まず、プレバックシアターとは何なのか説明します。
根本的な部分を抜き出すと以下のような手順で進む即興演劇です。
- 観客から”テラー”を選んで過去の体験を話してもらう
- その体験を”アクター”が演技する
ちなみに”コンダクター”という役割の人がテラーにインタビューをしてアクターに役を割り振ります。
コンダクター=GMでアクター=PLとみると、TRPGに似た構造をもってますね。
僕はこの本に即興劇の技術書的な意義を求めていたのですが、この本はどちらかというとこのプレイバックシアターの概要紹介とか歴史とか社会的意義とかそういうことが書かれていて、いまいち僕の期待にこたえるものではありませんでした。
即興演劇の技術も少々書かれているので一応触れておきます。基本的なことですけどシーンの設営に関するオファーを出す、オファーは唐突でも一応あわせる(きくたけとかFEARリプレイにおける「じゃあそれで!」)、これらが重要なようです。
オファーとは例えば以下のような感じです。
- どの場面から始めるか
- だれのセリフからはじめるか
- 場面展開とどれくらいの長さで終わらせるか
シーン制ではシーンプレイヤーが”どういうシーンを何分でやるのか”を意識するといいかもしれないなぁと思いました。
あまりTRPGの役にはたたなそうですが、ちょっと頭の中が整理されたところもありました。
このプレイバックシアターを演じるための不可欠なスキルとして三つのものが上がっています
- 芸術性(アーティスト)
- リチュアル(儀式)(シャーマン)
- 社会性(ホスト)
テラーの語る内容は実際の体験であるため、社会の不条理であれば正義を想起させます。このようにプレイバックシアターは社会性を持ちます。この点はプレバックシアター独自のもので面白いんですね。シナリオに社会的なテーマを持ってくる人って今はそういないので、TRPGにはひとまず関係ないってことでおいておくとします。まぁそれは今のプレイングスタイルの流行廃りの問題で、TRPGで重たいテーマを扱うこと自体の是非はいろんな意見があるでしょうね。
芸術性っていうのは演出家的な視点でTRPGでいうところのメタ視点です*1。物語をどのような方向にす進ませていくかっていうことをPC視点じゃなくてPL視点で調整するんですね。
一方リチュアルっていうのはどんだけ役に入り込めるかってことです。TRPGでいうとなりきりの部分です。なかなか説明しづいらいので項目を引用してしまいましょう。
- ルールの遵守
- 忘我の感情
- トランスパーソナルな次元
- 変容への道
- 魅惑的な言葉
シャーマンのように…っていうと誤解があるかもしれませんけど、自己の変容、トランスパーソナルなものを”制御”する儀式的なものがリチュアルって言ってもいいと思います。TRPG論考ではこの部分の話はあまり聞かないので目にとまります。

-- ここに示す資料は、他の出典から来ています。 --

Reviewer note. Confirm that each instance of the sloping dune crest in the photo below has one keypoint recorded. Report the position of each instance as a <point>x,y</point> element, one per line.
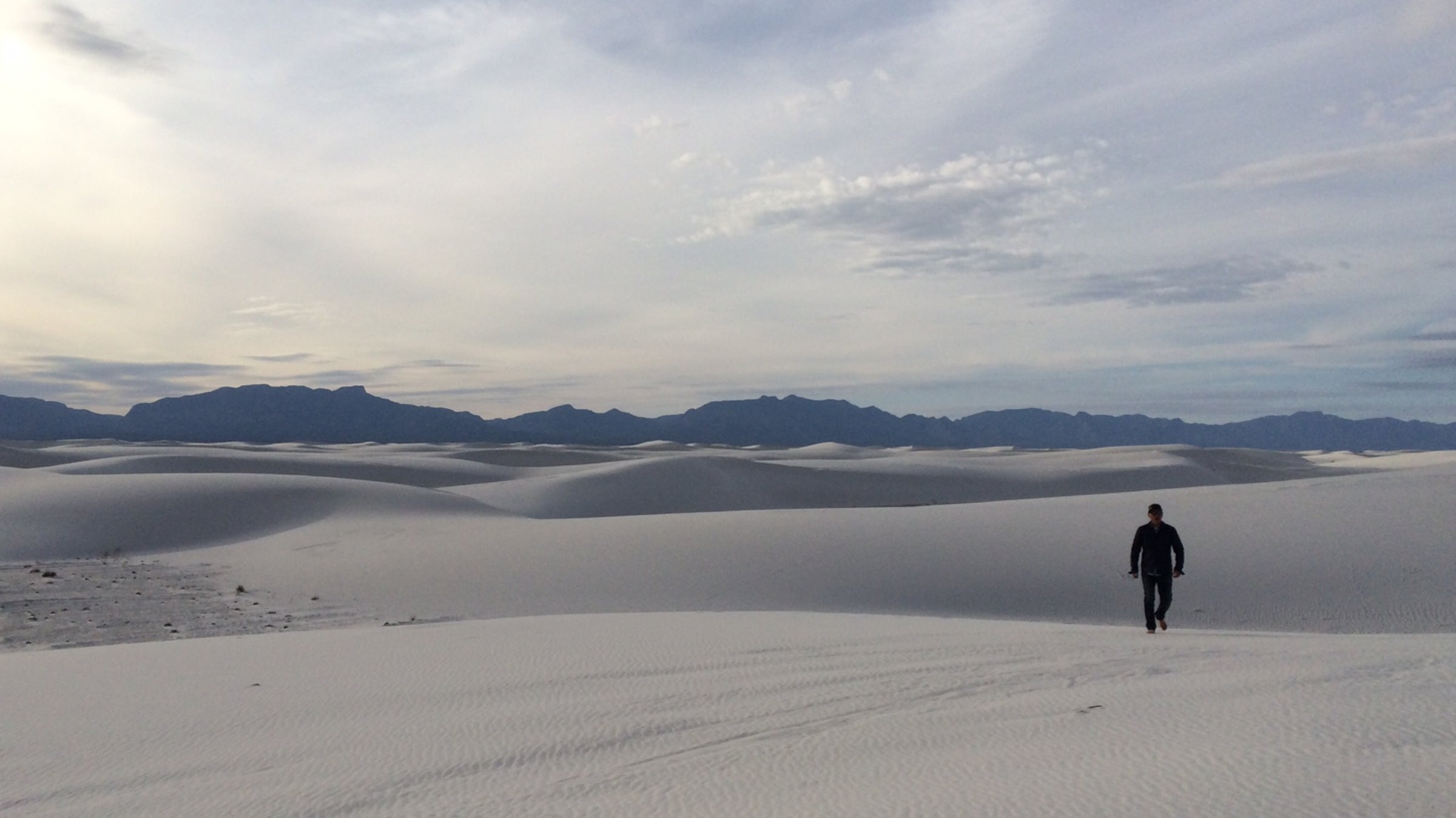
<point>69,515</point>
<point>838,477</point>
<point>402,469</point>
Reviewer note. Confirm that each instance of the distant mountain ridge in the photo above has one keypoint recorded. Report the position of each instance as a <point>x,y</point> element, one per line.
<point>299,414</point>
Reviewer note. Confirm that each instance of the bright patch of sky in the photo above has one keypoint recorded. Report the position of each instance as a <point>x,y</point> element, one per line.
<point>1200,210</point>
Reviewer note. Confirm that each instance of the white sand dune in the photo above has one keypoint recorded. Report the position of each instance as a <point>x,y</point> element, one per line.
<point>641,703</point>
<point>52,515</point>
<point>388,468</point>
<point>838,477</point>
<point>733,715</point>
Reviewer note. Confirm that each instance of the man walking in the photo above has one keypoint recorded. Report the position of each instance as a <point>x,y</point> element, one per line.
<point>1158,543</point>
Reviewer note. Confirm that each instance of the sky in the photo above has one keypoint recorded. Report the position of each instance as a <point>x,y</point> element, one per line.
<point>1206,210</point>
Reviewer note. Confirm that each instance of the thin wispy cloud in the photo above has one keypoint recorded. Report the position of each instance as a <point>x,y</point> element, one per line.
<point>656,203</point>
<point>1205,283</point>
<point>73,31</point>
<point>970,213</point>
<point>1404,155</point>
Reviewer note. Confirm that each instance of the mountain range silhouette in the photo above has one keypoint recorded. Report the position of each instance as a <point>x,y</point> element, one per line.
<point>297,414</point>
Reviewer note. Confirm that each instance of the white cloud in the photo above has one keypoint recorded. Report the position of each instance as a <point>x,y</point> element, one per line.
<point>1365,159</point>
<point>977,212</point>
<point>656,124</point>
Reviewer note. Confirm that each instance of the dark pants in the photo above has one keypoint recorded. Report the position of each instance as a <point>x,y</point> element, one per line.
<point>1164,584</point>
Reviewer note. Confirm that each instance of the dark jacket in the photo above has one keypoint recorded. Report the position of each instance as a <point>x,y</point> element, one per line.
<point>1158,546</point>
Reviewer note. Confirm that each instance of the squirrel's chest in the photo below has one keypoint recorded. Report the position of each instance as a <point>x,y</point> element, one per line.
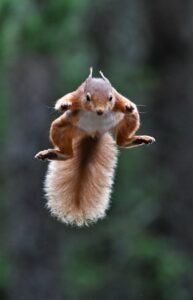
<point>91,122</point>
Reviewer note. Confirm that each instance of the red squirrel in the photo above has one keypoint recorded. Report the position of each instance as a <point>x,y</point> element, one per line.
<point>80,175</point>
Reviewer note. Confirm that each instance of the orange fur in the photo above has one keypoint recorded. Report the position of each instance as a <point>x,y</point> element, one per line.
<point>79,188</point>
<point>80,176</point>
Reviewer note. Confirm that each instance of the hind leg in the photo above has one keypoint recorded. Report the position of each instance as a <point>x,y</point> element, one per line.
<point>125,132</point>
<point>61,136</point>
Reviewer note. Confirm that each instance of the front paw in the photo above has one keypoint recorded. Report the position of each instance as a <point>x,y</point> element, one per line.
<point>129,108</point>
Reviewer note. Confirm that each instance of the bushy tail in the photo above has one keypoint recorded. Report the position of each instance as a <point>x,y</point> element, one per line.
<point>78,189</point>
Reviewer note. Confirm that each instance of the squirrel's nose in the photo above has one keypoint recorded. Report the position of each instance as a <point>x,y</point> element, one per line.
<point>99,112</point>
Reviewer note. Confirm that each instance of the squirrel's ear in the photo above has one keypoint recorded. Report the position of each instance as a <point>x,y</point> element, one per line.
<point>103,76</point>
<point>70,101</point>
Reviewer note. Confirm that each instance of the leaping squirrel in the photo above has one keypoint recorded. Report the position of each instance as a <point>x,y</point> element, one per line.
<point>80,175</point>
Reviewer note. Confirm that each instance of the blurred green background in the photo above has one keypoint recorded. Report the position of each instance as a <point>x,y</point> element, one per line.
<point>143,249</point>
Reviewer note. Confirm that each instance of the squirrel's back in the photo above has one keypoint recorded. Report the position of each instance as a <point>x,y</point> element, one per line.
<point>78,189</point>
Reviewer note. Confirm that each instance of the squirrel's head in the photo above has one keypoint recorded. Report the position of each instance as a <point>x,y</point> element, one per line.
<point>98,94</point>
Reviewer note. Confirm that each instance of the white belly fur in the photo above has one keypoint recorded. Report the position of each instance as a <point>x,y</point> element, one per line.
<point>91,122</point>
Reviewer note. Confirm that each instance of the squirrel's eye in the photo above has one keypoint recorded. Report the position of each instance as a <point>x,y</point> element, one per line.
<point>110,98</point>
<point>88,97</point>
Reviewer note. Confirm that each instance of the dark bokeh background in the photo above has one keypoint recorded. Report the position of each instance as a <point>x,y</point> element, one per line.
<point>143,250</point>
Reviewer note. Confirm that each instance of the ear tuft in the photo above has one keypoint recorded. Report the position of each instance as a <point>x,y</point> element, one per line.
<point>103,76</point>
<point>91,71</point>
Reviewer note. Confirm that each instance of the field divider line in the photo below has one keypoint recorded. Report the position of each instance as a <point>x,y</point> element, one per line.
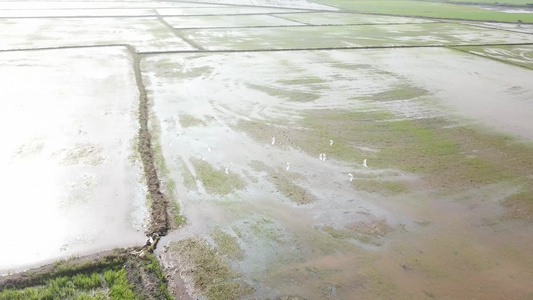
<point>244,14</point>
<point>424,17</point>
<point>327,48</point>
<point>64,47</point>
<point>80,17</point>
<point>265,50</point>
<point>261,6</point>
<point>489,57</point>
<point>492,28</point>
<point>102,8</point>
<point>296,25</point>
<point>159,219</point>
<point>177,33</point>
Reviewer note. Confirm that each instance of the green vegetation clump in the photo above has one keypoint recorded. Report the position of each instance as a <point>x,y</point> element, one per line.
<point>208,270</point>
<point>119,287</point>
<point>152,265</point>
<point>217,181</point>
<point>111,284</point>
<point>227,244</point>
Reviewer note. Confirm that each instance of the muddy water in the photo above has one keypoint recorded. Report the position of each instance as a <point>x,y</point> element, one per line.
<point>419,244</point>
<point>70,181</point>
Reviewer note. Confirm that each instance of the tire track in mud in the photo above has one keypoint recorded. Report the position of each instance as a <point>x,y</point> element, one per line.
<point>159,223</point>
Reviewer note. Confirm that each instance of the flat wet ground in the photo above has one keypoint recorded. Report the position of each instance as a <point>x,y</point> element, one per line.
<point>335,167</point>
<point>71,183</point>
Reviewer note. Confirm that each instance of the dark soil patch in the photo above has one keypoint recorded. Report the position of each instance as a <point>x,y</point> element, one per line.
<point>159,204</point>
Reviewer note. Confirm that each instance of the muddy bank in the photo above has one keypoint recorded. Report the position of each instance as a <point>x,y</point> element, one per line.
<point>159,222</point>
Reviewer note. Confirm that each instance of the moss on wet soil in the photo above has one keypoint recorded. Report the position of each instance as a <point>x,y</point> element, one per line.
<point>284,183</point>
<point>217,181</point>
<point>227,244</point>
<point>449,157</point>
<point>210,274</point>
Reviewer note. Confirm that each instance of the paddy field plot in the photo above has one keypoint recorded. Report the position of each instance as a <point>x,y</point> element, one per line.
<point>350,36</point>
<point>228,21</point>
<point>71,180</point>
<point>262,157</point>
<point>145,34</point>
<point>517,55</point>
<point>298,150</point>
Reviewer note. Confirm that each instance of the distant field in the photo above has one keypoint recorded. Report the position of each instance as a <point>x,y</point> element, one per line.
<point>518,55</point>
<point>501,2</point>
<point>429,9</point>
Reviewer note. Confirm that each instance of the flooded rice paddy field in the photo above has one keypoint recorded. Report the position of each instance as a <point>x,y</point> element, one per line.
<point>71,183</point>
<point>338,166</point>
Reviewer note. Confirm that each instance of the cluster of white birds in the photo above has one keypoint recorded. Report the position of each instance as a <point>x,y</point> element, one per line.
<point>322,157</point>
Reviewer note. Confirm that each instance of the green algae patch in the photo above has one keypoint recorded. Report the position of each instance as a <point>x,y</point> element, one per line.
<point>227,244</point>
<point>208,271</point>
<point>217,181</point>
<point>384,187</point>
<point>284,183</point>
<point>402,92</point>
<point>520,205</point>
<point>371,232</point>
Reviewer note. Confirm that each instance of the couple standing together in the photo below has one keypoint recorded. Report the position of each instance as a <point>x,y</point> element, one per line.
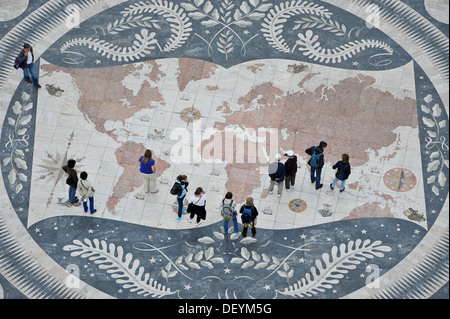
<point>280,172</point>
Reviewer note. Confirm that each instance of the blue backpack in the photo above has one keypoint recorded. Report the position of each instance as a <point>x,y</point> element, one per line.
<point>315,159</point>
<point>247,215</point>
<point>18,65</point>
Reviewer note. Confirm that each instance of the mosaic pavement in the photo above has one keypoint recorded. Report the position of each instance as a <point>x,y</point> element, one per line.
<point>215,89</point>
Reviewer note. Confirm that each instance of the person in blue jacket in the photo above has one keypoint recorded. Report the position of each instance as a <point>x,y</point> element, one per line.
<point>316,162</point>
<point>342,173</point>
<point>277,173</point>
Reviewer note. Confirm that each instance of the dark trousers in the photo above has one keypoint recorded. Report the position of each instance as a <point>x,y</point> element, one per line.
<point>315,176</point>
<point>91,205</point>
<point>180,205</point>
<point>289,180</point>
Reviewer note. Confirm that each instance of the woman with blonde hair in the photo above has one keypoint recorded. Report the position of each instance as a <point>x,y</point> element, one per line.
<point>148,172</point>
<point>342,173</point>
<point>248,216</point>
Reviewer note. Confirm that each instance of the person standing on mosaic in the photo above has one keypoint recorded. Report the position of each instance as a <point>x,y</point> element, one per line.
<point>277,173</point>
<point>26,58</point>
<point>148,172</point>
<point>342,173</point>
<point>316,162</point>
<point>291,170</point>
<point>229,212</point>
<point>248,213</point>
<point>86,191</point>
<point>197,206</point>
<point>179,189</point>
<point>72,181</point>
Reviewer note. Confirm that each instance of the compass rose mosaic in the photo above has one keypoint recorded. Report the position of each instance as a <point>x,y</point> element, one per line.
<point>119,77</point>
<point>399,179</point>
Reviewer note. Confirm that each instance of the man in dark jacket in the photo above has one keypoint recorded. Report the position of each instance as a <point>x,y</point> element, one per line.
<point>316,162</point>
<point>26,58</point>
<point>277,172</point>
<point>291,170</point>
<point>72,181</point>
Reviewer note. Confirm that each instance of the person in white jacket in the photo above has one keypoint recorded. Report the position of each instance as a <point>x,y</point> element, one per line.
<point>86,192</point>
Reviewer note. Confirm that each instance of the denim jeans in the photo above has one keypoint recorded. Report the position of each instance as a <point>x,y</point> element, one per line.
<point>30,68</point>
<point>225,225</point>
<point>335,181</point>
<point>72,191</point>
<point>315,176</point>
<point>180,205</point>
<point>91,205</point>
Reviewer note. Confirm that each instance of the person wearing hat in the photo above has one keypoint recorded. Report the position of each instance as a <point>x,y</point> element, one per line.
<point>291,170</point>
<point>277,173</point>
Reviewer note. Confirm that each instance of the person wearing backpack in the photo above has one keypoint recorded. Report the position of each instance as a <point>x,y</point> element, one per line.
<point>342,173</point>
<point>197,206</point>
<point>147,170</point>
<point>179,189</point>
<point>316,162</point>
<point>26,62</point>
<point>86,191</point>
<point>291,170</point>
<point>248,213</point>
<point>228,213</point>
<point>277,173</point>
<point>72,181</point>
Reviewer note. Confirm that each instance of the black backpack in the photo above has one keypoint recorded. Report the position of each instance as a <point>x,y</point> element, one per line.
<point>175,190</point>
<point>18,65</point>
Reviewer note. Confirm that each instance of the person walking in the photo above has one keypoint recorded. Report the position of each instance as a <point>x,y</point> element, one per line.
<point>228,213</point>
<point>291,170</point>
<point>148,172</point>
<point>342,173</point>
<point>179,189</point>
<point>316,162</point>
<point>26,59</point>
<point>248,213</point>
<point>72,181</point>
<point>277,173</point>
<point>197,206</point>
<point>86,191</point>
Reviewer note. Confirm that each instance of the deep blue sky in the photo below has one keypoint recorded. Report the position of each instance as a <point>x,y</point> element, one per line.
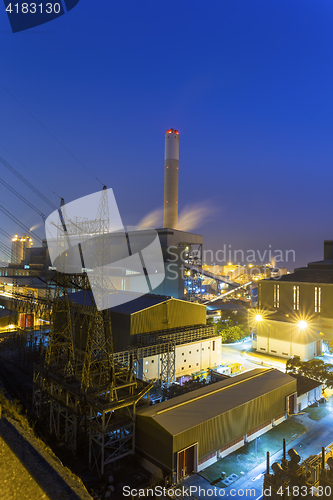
<point>248,84</point>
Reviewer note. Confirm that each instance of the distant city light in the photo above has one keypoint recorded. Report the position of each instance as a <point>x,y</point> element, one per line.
<point>302,324</point>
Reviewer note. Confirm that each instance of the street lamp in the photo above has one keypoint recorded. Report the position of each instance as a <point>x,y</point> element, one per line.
<point>302,324</point>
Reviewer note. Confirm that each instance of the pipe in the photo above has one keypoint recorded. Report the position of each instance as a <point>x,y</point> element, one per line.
<point>284,449</point>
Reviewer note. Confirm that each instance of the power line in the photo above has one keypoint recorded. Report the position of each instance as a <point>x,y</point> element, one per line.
<point>23,226</point>
<point>21,197</point>
<point>27,183</point>
<point>40,180</point>
<point>52,135</point>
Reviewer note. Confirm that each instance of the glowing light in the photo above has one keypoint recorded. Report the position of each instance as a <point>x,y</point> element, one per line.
<point>302,324</point>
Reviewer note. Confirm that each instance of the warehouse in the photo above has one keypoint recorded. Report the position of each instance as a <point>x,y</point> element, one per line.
<point>147,314</point>
<point>190,432</point>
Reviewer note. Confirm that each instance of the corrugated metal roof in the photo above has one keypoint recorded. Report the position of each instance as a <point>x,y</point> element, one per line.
<point>194,408</point>
<point>135,305</point>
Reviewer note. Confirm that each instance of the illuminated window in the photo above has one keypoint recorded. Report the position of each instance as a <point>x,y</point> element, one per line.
<point>296,298</point>
<point>276,296</point>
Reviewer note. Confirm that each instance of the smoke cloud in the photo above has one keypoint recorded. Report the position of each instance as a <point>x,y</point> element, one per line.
<point>191,217</point>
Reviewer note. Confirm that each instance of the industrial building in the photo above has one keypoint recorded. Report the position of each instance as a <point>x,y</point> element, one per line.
<point>19,247</point>
<point>190,432</point>
<point>162,334</point>
<point>296,310</point>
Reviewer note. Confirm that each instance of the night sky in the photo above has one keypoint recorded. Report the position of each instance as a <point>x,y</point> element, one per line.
<point>247,83</point>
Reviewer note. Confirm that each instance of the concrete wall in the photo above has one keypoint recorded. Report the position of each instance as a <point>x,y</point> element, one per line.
<point>285,349</point>
<point>309,398</point>
<point>189,358</point>
<point>246,439</point>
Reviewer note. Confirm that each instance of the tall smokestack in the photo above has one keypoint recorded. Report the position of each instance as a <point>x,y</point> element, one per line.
<point>171,166</point>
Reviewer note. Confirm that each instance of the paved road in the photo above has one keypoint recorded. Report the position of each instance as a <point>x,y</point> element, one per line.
<point>318,434</point>
<point>236,353</point>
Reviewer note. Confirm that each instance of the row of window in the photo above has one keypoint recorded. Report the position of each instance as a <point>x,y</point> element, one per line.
<point>317,297</point>
<point>213,349</point>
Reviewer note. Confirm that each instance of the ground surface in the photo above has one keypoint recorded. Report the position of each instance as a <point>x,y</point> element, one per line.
<point>29,472</point>
<point>249,485</point>
<point>254,453</point>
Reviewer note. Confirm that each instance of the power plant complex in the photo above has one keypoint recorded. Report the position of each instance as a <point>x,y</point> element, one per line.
<point>143,380</point>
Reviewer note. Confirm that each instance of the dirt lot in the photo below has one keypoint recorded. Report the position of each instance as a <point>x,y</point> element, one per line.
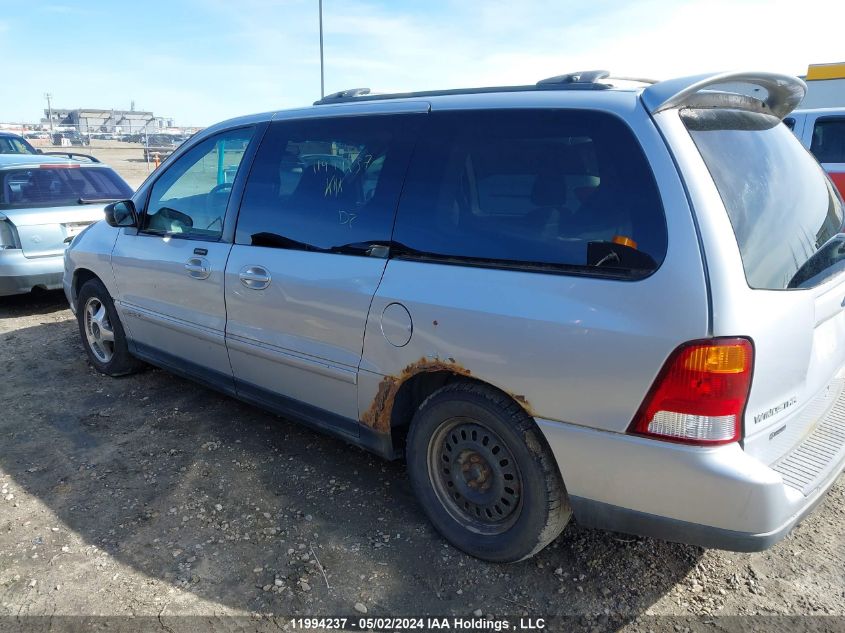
<point>154,498</point>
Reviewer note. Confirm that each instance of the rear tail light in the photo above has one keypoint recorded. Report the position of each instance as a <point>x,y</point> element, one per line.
<point>700,394</point>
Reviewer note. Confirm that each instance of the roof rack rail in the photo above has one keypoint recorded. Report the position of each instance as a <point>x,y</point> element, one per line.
<point>583,80</point>
<point>582,77</point>
<point>71,155</point>
<point>344,94</point>
<point>784,93</point>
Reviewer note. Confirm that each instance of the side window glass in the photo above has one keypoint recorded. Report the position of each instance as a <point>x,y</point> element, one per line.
<point>828,145</point>
<point>328,185</point>
<point>543,188</point>
<point>190,198</point>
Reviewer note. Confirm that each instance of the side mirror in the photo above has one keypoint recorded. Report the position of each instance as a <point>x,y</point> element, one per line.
<point>121,214</point>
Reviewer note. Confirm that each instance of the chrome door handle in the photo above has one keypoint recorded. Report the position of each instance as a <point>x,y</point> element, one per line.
<point>198,268</point>
<point>255,277</point>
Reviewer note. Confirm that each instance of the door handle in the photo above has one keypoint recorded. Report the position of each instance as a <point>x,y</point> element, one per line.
<point>255,277</point>
<point>198,268</point>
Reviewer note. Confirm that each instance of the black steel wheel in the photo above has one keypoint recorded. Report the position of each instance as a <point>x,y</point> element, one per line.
<point>484,473</point>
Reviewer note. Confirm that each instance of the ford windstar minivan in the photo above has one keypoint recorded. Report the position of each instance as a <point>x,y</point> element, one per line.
<point>610,299</point>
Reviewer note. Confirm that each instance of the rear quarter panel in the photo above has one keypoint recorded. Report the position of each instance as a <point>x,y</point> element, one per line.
<point>574,349</point>
<point>798,335</point>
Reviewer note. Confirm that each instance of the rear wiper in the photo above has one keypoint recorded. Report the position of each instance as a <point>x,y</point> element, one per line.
<point>98,200</point>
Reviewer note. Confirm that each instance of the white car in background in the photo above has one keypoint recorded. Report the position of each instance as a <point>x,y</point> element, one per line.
<point>822,131</point>
<point>45,201</point>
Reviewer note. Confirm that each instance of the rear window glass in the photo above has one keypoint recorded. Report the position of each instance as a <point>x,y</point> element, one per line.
<point>784,211</point>
<point>828,144</point>
<point>59,185</point>
<point>554,190</point>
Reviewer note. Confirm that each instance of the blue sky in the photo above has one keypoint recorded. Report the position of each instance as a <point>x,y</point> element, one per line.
<point>201,61</point>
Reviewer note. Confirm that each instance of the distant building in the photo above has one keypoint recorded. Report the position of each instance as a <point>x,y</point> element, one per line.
<point>89,121</point>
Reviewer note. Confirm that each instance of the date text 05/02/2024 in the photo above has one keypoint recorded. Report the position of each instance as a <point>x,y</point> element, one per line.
<point>419,624</point>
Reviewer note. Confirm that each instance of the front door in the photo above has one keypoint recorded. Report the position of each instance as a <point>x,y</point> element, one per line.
<point>310,249</point>
<point>170,271</point>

メタ視点となりきりは基本的に対立するものなんですよね。僕はメタ視点が強すぎることをたまに反省するんですがまぁそれは置いておいて…。なりきりのほうをリチュアルと呼ぶってのいうのがかなり気に入りましたね。こういうなりきりには儀式的な手法が有効で、たとえばこのプレイバックシアターではコンダクターの”みてみましょう”っていう言葉が合図になって劇が始まります。そして終わるときにはアクターは完全に止まらなくてはいけないというルールがあります。
TRPGでいうならダブルクロスなんかで”昨日と同じ今日、今日と同じ明日…”ってはじめるのはようは”これからやります!思考を切り替えてください”っていう合図なわけですね。ただ…僕の知る限りTRPGの終了時、現実への回帰を狙った文言とかあんまり見かけないような気がしますね。
よくきく囚人と警察のロールプレイの危険さなんていうのはこのリチュアルの制御がうまくできてない状況なわけです。なりきりにも技術がいる。今後のTRPGは思考の切り替えなどをすっきりきっぱりやれるように、いろいろ技巧を発達してくると思います。